Et tout au long de la course?
Une fois la course partie, je suis entré dans ma bulle et hormis la douleur due à l'effort, je n'ai pas eu de problèmes inattendus. J'ai vraiment eu le sentiment de rester en contrôle toute la course, c'est un sentiment extraordinaire à vivre sur ce type d'effort où tu dois garder un pace soutenu et constant sur une aussi longue distance.
Pensais-tu faire un aussi bon temps?
Je rêvais de faire 2 h 20 au marathon, ma préparation s'était parfaitement déroulée et mes performances à l'entraînement laissaient présager un tel chrono. Cependant comme dit mon coach : "il faut le réaliser le jour J". Je n'avais pas une grande marge de manoeuvre, il fallait que les conditions soient regroupées et ce fut le cas.
Qu'est-ce que ça t'as fait d'être dans la même course où a été battu le record du monde?
Le matin de la course, j'anticipais déjà que les meilleurs temps allaient certainement s'approcher du 2 h 03 pour les hommes et 2 h 19 pour les femmes. La température était parfaite, il n'y avait pas de vent, le parcours est réputé comme étant l'un des plus rapides au monde et le peloton élite était très relevé, incluant les nombreux pacers. Sachant tout cela, j'étais très ému sur la ligne de départ. Puis, une fois le signal du départ donné, je n'ai vu que quelques minutes les premiers coureurs (sur le 1er kilomètre). Par contre j'ai eu l'immense chance de pouvoir courir avec les premières femmes durant tout le marathon. L'américaine, Flanagan, visait le record américain (2:19:36), je ne pouvais pas rêver mieux comme pacer. J'ai vécu un grand moment en sa compagnie et celle de ses pacers (Vail et Watson).
Tu as terminé 3e de ta catégorie d'âge. Était-ce ton premier podium dans une aussi grande course?
C'est vrai, j'ai fini 3e des 35-39 ans, mais je ne porte pas encore grand intérêt aux catégories d'âge. Je ne pense pas qu'il y avait une distinction particulière pour les catégories d'âge, hormis pour la catégorie "master" (> 40 ans). Je suis très fier de mon classement overall (24e), réalisé sur un aussi gros événement avec pas moins d'une quinzaine de coureurs professionnels.
Tu es maintenant dans le top 10 des meilleures performances québécoises de tout les temps (8e), qu'est-ce que ça te fait?
Effectivement grâce à mon chrono de 2 h 20 : 23, je rentre dans le top 10 des meilleures performances de tous les temps.
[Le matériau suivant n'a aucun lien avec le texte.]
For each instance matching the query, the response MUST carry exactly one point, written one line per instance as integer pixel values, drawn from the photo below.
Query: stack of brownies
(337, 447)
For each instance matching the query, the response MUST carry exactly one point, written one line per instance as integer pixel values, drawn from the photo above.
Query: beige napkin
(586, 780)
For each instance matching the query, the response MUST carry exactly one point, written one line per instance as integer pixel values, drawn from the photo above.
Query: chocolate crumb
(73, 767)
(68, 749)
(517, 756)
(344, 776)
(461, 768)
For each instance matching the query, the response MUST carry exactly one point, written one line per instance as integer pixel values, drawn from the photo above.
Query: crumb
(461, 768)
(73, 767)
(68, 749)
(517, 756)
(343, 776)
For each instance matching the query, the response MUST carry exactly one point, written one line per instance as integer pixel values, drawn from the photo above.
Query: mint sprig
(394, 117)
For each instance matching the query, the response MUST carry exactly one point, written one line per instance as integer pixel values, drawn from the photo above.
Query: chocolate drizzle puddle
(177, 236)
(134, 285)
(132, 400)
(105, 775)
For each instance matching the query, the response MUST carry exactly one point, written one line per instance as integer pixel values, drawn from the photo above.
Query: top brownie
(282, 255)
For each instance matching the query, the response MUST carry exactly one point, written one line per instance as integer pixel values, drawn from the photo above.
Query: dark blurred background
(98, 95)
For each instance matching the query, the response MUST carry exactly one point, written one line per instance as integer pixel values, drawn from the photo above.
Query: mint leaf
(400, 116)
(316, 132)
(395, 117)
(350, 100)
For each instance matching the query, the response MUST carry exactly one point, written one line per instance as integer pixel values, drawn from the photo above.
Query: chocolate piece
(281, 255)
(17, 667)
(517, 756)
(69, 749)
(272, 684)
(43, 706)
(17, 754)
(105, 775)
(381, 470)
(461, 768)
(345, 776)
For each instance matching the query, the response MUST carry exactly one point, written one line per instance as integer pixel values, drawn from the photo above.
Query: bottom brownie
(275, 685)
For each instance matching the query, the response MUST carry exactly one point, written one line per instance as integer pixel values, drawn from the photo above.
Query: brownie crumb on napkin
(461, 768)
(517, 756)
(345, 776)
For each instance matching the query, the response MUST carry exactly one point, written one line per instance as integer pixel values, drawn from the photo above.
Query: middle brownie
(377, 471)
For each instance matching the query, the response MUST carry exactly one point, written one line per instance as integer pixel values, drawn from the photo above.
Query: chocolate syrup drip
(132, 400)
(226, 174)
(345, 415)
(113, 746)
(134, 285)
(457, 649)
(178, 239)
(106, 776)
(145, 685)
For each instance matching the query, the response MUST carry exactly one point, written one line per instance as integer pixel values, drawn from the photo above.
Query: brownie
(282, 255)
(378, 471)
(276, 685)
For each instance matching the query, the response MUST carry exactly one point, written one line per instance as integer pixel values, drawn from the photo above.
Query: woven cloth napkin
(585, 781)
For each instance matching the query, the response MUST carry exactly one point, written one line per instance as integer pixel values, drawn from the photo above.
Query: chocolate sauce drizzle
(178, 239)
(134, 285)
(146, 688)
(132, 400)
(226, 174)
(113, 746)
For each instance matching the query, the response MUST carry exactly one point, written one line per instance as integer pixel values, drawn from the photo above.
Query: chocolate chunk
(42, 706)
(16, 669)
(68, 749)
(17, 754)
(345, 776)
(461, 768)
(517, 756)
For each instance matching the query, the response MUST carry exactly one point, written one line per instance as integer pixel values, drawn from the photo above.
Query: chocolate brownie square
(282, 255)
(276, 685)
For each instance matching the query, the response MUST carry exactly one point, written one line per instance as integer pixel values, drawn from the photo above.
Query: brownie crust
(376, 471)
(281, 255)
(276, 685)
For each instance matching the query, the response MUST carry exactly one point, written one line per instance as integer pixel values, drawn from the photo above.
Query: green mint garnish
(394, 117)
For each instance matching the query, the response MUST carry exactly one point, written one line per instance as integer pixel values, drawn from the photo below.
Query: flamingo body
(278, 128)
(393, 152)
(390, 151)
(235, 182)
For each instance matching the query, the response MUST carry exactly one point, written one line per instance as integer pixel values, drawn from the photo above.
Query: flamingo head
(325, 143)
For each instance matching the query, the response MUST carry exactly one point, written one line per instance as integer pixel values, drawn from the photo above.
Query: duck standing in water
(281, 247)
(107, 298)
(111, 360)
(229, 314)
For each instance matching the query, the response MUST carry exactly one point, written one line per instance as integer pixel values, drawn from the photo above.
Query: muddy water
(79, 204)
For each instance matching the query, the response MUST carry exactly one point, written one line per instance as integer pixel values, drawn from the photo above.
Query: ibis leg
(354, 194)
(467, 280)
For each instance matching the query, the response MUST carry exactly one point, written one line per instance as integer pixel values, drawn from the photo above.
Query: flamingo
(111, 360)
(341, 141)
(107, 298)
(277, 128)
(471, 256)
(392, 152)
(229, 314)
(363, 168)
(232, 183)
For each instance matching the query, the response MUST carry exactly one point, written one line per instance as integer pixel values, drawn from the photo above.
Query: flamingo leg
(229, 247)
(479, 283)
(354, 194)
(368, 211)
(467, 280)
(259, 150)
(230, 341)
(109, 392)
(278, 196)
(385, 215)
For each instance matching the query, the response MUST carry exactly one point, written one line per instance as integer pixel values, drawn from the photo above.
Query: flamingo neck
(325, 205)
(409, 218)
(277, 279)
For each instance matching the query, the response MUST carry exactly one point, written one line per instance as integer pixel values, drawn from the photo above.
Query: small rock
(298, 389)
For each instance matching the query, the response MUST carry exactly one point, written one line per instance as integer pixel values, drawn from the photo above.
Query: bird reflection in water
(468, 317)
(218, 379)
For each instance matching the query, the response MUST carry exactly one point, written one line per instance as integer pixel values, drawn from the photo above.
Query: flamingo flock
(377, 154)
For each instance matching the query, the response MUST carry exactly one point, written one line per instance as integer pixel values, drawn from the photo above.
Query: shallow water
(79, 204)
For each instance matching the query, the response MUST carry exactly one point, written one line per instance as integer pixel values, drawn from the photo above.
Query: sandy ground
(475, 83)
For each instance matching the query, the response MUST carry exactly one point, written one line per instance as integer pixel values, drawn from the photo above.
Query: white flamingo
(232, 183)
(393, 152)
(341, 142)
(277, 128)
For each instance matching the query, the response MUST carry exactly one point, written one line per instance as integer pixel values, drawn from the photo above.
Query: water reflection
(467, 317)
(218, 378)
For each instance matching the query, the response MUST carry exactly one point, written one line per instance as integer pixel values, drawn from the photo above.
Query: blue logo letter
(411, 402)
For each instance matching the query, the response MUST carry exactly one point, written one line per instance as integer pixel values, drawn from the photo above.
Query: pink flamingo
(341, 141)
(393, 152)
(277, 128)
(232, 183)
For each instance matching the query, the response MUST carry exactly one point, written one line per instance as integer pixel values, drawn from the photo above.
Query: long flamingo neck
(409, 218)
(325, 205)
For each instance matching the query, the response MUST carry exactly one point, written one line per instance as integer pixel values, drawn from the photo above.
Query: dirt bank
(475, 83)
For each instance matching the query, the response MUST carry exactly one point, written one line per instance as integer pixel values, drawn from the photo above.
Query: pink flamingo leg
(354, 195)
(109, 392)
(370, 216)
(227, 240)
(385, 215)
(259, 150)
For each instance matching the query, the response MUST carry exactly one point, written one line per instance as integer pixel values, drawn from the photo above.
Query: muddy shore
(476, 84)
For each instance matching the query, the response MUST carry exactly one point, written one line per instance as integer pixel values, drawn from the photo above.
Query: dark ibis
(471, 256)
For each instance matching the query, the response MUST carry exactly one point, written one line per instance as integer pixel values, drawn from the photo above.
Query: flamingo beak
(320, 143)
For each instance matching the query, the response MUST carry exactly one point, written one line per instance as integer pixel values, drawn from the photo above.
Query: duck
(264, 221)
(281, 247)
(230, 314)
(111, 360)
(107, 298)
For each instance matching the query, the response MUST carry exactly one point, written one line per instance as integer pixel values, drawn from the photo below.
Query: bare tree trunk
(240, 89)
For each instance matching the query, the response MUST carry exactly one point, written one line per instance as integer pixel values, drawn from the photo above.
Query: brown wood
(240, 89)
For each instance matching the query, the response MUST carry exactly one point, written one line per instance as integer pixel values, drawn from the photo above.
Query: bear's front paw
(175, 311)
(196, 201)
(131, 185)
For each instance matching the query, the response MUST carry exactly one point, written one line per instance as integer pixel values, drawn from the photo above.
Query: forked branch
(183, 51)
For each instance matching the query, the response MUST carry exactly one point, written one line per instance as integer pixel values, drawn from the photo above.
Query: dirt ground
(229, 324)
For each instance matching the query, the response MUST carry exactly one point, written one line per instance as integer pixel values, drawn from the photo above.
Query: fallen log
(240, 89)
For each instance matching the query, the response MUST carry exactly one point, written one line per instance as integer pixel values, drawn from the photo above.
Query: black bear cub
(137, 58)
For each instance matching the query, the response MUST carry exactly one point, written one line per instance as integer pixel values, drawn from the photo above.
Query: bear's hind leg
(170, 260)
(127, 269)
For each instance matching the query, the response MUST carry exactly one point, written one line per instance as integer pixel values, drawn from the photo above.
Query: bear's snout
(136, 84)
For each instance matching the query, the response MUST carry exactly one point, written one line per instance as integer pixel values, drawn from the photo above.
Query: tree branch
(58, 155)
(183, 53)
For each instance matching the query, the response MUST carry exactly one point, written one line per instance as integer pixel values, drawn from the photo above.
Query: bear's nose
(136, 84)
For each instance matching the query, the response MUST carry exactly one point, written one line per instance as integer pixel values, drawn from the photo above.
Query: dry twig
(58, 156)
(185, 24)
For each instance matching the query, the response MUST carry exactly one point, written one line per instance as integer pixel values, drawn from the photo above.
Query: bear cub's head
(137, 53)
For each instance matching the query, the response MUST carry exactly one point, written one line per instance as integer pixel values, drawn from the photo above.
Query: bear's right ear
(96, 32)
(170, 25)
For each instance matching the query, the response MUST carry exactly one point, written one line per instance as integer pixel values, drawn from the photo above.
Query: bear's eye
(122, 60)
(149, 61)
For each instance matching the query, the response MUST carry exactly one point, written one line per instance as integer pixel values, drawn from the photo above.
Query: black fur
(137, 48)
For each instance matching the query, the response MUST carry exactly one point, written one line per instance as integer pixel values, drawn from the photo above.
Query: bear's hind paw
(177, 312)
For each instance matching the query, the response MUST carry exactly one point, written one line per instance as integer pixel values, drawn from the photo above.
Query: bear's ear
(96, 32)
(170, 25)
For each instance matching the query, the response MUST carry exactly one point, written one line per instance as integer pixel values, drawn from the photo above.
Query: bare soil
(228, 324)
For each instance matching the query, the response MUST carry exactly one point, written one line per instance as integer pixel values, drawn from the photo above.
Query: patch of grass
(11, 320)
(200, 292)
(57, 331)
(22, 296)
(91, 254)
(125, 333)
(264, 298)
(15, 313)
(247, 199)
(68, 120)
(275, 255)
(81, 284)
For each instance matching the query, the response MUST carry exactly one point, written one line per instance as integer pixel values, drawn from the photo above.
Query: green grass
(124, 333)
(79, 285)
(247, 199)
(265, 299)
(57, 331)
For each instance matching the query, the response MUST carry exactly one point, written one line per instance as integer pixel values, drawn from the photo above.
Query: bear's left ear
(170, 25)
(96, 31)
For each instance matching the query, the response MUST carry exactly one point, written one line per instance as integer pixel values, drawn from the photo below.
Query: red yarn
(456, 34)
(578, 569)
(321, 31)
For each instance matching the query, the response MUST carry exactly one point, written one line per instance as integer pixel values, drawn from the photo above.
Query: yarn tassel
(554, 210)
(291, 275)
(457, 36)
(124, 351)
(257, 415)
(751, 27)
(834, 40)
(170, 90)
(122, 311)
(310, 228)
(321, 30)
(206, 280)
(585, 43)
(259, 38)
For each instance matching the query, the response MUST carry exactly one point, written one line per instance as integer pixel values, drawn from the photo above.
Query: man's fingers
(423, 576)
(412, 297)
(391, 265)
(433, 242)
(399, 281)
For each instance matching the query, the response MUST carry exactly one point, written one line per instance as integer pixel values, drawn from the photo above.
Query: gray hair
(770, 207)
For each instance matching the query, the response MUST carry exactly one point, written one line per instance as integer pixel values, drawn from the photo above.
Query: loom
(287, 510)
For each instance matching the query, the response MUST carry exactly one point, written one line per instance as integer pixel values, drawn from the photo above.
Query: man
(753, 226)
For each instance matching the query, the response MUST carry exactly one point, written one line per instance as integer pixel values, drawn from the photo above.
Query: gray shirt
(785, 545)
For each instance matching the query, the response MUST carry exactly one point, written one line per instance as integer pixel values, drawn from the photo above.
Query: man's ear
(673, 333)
Je savais qu'il me fallait courir sous les 2 h 20 : 36 pour pouvoir rentrer dans ce classement, car c'est mon entraîneur Dorys qui avait ce chrono (10ème position). Cette 8ème positon dans le classement des meilleures performances est donc très symbolique pour moi, je suis très honoré.
Quels sont tes prochains objectifs?
Pour la fin de saison 2014, mes deux objectifs sont tournés vers la trail avec un 72K fin octobre (Les Templiers en France) et un 50 miles début décembre (The North Face Challenge en Californie). Je vais essayer de profiter de tout le travail réalisé dans le cadre de la préparation marathon pour m'illustrer sur ces 2 grands événements dans le monde de la course en sentier.